Immortal may be the most jarring of the bunch, in part because it has the most ga-ga storyline, but also because the CGI is not just limited to its gorgeously detailed portrayal of a futuristic Manhattan. (Those scenes, taken by themselves, are among the best in film history.) The same tech is also used on most of the characters. Hardy, Kretschmann and Rampling are the only principals recognizable as flesh-and-blood human beings. The several other characters, God and Mortal, human or otherwise, are all created by actors whose performances have been overlaid with CGI makeup designed to make them look various degrees of odd—and it’s sad to report that none of these works at all well. They might have been tolerable enough, were they the norm for the film, but when constantly contrasted with the intermittent appearances of people with pores, they break the suspension of disbelief that keeps an audience emotionally invested. Combine this with a truly elliptical story structure, which refuses to establish key points until well after the midway point, and therefore doesn’t congeal as a narrative until well into the movie’s running time, and you emerge with a film that’s easy to admire as a spectacle but hard to care about as a story.

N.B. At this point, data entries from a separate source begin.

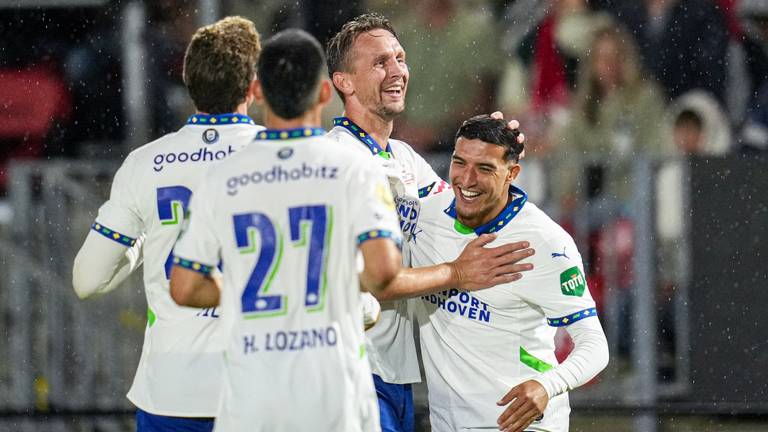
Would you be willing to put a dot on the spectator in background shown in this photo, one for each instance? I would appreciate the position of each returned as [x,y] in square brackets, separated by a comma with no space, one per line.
[538,80]
[683,43]
[452,52]
[698,126]
[753,135]
[616,112]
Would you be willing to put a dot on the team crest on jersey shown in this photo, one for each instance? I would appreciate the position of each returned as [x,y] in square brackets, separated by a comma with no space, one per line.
[572,282]
[210,136]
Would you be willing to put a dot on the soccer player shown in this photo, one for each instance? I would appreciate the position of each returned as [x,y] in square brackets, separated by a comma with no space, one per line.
[287,216]
[368,69]
[489,355]
[177,382]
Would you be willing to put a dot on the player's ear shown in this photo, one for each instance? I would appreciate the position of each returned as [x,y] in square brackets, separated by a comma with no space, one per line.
[513,172]
[258,93]
[342,83]
[325,94]
[250,93]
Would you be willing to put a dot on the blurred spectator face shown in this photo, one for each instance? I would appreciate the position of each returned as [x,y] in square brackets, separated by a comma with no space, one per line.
[480,177]
[608,67]
[379,73]
[688,133]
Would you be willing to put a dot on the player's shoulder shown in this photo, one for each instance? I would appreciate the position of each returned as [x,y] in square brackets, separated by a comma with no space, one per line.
[539,228]
[349,142]
[433,206]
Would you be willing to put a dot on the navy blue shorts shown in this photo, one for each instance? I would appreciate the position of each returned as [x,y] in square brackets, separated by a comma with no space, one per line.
[146,422]
[395,406]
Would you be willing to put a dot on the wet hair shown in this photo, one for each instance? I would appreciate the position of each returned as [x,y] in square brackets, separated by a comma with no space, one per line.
[220,64]
[290,70]
[493,131]
[340,45]
[688,116]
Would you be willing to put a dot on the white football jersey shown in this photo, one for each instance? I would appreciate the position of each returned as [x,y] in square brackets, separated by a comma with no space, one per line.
[179,370]
[477,345]
[391,346]
[286,217]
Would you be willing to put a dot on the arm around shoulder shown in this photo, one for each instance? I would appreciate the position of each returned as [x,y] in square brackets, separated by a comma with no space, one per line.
[102,265]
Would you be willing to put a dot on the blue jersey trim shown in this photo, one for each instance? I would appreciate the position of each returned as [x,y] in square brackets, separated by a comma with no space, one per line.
[192,265]
[363,136]
[506,215]
[113,235]
[572,318]
[426,190]
[219,119]
[284,134]
[376,234]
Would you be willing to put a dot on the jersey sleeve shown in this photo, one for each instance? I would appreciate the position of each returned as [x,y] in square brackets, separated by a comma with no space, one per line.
[119,218]
[198,247]
[372,206]
[427,180]
[557,284]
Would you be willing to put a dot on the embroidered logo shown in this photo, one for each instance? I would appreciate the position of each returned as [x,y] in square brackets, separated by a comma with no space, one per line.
[210,136]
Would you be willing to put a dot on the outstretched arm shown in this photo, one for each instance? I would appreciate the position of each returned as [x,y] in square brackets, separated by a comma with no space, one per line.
[528,400]
[193,288]
[102,265]
[476,268]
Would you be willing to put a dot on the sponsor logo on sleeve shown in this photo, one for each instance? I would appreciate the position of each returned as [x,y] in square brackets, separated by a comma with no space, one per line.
[572,282]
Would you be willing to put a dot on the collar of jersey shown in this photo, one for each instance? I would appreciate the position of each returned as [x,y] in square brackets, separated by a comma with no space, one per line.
[500,221]
[219,119]
[286,134]
[363,136]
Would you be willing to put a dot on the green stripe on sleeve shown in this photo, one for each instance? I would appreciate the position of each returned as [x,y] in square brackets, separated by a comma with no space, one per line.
[529,360]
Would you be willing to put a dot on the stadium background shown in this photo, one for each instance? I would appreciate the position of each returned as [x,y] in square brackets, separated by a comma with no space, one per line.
[648,144]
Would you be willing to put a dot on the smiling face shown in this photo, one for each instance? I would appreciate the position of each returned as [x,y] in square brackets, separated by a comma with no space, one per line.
[378,76]
[480,177]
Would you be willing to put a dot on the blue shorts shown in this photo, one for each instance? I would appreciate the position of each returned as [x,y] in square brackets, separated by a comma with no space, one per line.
[395,406]
[146,422]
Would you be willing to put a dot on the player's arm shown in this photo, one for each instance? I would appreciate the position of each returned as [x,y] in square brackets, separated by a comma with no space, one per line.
[371,310]
[102,264]
[382,264]
[477,267]
[194,288]
[529,399]
[113,248]
[194,256]
[565,299]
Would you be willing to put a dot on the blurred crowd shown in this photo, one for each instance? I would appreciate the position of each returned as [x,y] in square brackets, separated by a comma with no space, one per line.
[590,80]
[607,77]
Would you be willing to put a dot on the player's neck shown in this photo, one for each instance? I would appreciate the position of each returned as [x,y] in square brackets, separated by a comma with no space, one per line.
[481,220]
[377,127]
[310,118]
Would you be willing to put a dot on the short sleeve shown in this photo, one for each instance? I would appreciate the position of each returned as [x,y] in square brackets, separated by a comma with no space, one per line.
[372,206]
[119,218]
[198,247]
[557,284]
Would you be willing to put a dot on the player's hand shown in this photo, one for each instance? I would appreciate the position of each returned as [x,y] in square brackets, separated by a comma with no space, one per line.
[528,402]
[479,267]
[514,125]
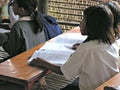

Okay, I’m in. I may not watch it all tonight – David’s out of town and I’m at loose ends as far as entertainment, and I can only listen to so many Eureka podcasts without needing a break.

And I agree that the cityscapes in the first 10 minutes are breathtakingly beautiful. Apparently I’ve already seen the two fleshpersons. So let’s hit “lay” and see what we have.
Oh. Well, that was a different entertainment experience. The story made AB-sofriggin-LUTELY no sense, but there were several sexy scenes. Lots of CGI gore. And a frickin’ space shark!
And the whole thing remained distressingly uncongealed, narrative-wise. Still, it was nice to look at and had an interesting sound track. Not a perfectly dreadful so much as a dreadfully incomprehensible one. In the end, we are left with a blue baby that can turn into a fluffy blue hawk that eats Parisian doves. Aaaand… credits.